Northriel’s eyes flick up and down, examining him. “You come closer to believing that than nearly all others in your position.”

She pulls three earthen cups from a hidden niche, offering them to Amlach and Maedhros. Amlach sips the contents and does not shudder despite his instincts. The liquid, tea probably, is far too warm for the weather.

Maedhros drinks all of it with the intensity of one who is truly enjoying something. “That is something,” he murmurs.
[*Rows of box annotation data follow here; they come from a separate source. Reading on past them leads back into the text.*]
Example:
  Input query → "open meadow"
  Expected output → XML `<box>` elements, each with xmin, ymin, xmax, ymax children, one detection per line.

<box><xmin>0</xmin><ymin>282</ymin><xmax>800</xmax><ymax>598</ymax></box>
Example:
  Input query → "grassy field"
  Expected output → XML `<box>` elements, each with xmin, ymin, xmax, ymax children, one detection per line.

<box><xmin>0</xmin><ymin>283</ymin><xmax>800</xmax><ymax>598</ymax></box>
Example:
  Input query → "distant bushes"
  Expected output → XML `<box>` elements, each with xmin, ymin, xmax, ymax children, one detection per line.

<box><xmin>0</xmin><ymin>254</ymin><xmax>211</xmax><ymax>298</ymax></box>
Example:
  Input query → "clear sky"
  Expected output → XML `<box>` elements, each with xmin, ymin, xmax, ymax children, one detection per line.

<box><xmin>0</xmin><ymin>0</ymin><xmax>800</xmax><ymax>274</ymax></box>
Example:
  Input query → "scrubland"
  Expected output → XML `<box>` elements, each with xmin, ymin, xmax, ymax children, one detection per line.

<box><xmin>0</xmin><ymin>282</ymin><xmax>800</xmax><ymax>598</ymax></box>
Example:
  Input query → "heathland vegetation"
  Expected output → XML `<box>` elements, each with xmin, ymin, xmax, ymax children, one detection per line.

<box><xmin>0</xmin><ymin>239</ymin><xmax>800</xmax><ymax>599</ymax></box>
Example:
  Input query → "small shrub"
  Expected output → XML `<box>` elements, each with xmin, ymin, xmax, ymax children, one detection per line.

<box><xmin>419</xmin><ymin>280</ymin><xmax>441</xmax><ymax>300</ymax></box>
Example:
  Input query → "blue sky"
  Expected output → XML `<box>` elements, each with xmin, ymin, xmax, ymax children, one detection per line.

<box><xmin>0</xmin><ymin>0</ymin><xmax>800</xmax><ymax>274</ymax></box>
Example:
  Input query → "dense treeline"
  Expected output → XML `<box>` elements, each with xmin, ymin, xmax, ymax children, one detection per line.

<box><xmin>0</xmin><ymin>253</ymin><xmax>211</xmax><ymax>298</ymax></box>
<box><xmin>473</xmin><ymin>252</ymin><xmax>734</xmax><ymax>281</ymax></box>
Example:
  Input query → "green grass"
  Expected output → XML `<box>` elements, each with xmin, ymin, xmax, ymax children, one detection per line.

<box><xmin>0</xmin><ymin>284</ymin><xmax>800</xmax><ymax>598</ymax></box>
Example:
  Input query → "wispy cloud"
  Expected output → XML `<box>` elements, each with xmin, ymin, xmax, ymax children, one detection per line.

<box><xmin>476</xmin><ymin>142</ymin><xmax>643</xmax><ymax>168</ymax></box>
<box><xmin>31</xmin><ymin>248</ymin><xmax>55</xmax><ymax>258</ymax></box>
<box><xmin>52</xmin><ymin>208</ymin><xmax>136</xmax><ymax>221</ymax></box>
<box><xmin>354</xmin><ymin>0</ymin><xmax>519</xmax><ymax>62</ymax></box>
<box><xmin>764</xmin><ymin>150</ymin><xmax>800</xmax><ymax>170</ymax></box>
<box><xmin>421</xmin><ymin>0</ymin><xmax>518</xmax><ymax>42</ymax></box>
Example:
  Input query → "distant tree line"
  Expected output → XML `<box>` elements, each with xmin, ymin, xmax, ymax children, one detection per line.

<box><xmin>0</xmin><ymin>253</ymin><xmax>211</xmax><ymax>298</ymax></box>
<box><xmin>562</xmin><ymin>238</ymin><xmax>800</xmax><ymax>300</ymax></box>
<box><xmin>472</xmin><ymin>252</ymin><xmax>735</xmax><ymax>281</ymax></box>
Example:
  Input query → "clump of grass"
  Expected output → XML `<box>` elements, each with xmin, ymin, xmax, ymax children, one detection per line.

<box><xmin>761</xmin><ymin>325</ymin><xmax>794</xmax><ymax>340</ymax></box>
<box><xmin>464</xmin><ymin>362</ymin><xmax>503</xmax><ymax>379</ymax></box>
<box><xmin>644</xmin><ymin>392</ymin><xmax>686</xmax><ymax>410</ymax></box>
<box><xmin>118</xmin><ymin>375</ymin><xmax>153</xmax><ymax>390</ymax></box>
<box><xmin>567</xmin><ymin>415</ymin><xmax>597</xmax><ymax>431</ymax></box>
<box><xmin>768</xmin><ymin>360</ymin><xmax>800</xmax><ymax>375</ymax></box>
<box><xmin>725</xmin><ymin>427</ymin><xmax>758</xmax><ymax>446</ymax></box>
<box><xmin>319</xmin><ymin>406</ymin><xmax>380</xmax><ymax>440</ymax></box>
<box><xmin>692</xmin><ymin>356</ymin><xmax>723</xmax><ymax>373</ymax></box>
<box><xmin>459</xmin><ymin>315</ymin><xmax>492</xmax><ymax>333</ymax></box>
Northriel rocks back in forth slightly as she explains. “It counteracts some of the damage the Dark One has done inside. Those who have not suffered as we have do not appreciate it so much.” She casts a sly smile, one that seems to slip Maedhros by, preoccupied as he is with the tea.

“Who do you believe is a traitor?” asks Amlach, cutting to the chase.

Northriel’s expression changes. She reaches for their hands. Up close, Amlach examines Maedhros’s left hand, pink with scars, half the last finger missing. Northriel seems distant, somewhere else, her gaze focusing on a point somewhere beyond them.

She squeezes Amlach’s hand, her grip firm. She does the same with Maedhros. “I remember you,” she whispers. “I was there.”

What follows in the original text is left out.